4) Die gesetzliche Macht der Regierung und ihrer Minister wird durch die ungesetzmäßig installierten Räte geschwächt.

5) Ich habe keine Macht, um für die Aktionen, die im Namen der Regierung erfolgen und von denen wir keine Kenntnis haben, vor dem Parlament und der Regierung die Verantwortung zu übernehmen.

6) Abschließend erinnere ich nochmals daran, dass Gott weiß, dass mein Rücktritt nicht bedeutet, dass ich einen Groll hege. Die Islamische Revolution wird ihren Weg auch ohne mich finden. Ich trete aus dem Gefühl der Machtlosigkeit zurück.

14. Shahrivar 1367 (September 1988)

Übersetzung aus dem Persischen: Hadi, bei Weiterveröffentlichung bitte Link angeben

Anmerkungen des Übersetzers:
*) Javad Larijani war damals offenbar Teil der von Moussavi indirekt erwähnten Schattenregierung um Khamenei. Er soll damals inoffiziell sehr viel Einfluss auf die iranische Außenpolitik gehabt haben.

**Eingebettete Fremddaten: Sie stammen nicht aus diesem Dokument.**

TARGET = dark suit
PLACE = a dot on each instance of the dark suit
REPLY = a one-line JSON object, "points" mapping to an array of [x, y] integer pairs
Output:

**) Hintergrund: Die Sepah hatte damals offenbar im Gepäck ahnungsloser Pilger Sprengstoff versteckt, der von saudischen Behörden entdeckt wurde. Mousavi erfuhr erst durch die saudischen Behörden davon. Es gibt darüber einen Film (in arabischer Sprache) auf Youtube, 2. Teil hier

***) Khamenei hatte die Position von „Ratgeberministern“ in der Regierung installiert, um seinen Einfluss zu erweitern. Das war illegal, aber er blieb bei dieser Entscheidung. Moussavi war damit nicht einverstanden.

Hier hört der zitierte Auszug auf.